Es verdad que a medida que la democracia se consolida, la participación electoral tiende a caer, y eso explica por qué ese índice ha disminuido en las últimas décadas, con la generalización de las elecciones libres. Sin embargo, lo cierto es que a pesar de todo, la democracia está legitimada en el planeta por tasas de participación universalmente superiores al 50 %. De hecho, sólo dos países están por debajo: Estados Unidos, ligeramente, y Suiza, bastante más.
Imaginar, por tanto, que la gente deja de votar masivamente es un escenario que bien puede ser calificado de utópico. Ahora bien, incluso aceptando tal diagnóstico ¿qué sucedería si se concretara?
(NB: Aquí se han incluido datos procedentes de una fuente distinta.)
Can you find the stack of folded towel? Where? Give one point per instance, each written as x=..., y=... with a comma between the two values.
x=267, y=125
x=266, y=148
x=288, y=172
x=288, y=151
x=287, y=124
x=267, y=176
Hay que suponer, además, que esa concreción sería más o menos súbita. En efecto, si la participación baja gradualmente, ya se ocuparían los políticos, por la cuenta que les trae, de detectar la insatisfacción popular e intentar maniobrar para frenar un proceso que desembocaría en otro caso en su propia deslegitimación.
En cambio, si un porcentaje abrumador del censo desoye un día el llamamiento electoral y se queda en casa, esto resquebrajaría de tal modo la legitimación política que acabaría con el gobierno. Sería como una invasión que en un abrir y cerrar de ojos arrasaría con toda la política, la burocracia y la legislación. La política se basa en el logro de la obediencia y el asentimiento del pueblo. Si éste la rechaza de modo tan visible, no habría forma de gobernar como antes.
¿Qué pasaría, pues?
El resultado dependería crucialmente de las razones por las cuales el pueblo soberano mandase a freír puñetas a sus políticos. Hay dos escenarios extremos. Por un lado, el de la libertad. Y por otro, el de la servidumbre.
Si la gente se niega a votar porque ha optado por rechazar la coacción política y legislativa, independientemente de cualquier justificación que ésta pueda esgrimir, estaríamos en la arcadia feliz de los liberales. Si las personas se niegan a utilizar el Estado para violar la propiedad privada y quebrantar los contratos voluntarios, un porcentaje enorme de las actuales Administraciones Públicas desaparecería, y junto con él un porcentaje equivalente de los impuestos, el gasto público, la deuda pública, los controles, las regulaciones, las multas y las cuantiosas intrusiones de la política sobre nuestras vidas y haciendas. Y no sigo, porque rompería a llorar.
Si la gente dejara de votar porque rechaza incluso las dosis de autonomía personal presentes en los sistemas políticos actuales, todos ellos híbridos de libertad y coacción, estaríamos en un sistema similar al actual pero con aún menos libertad. Y por motivos diferentes tampoco sigo, porque también rompería a llorar.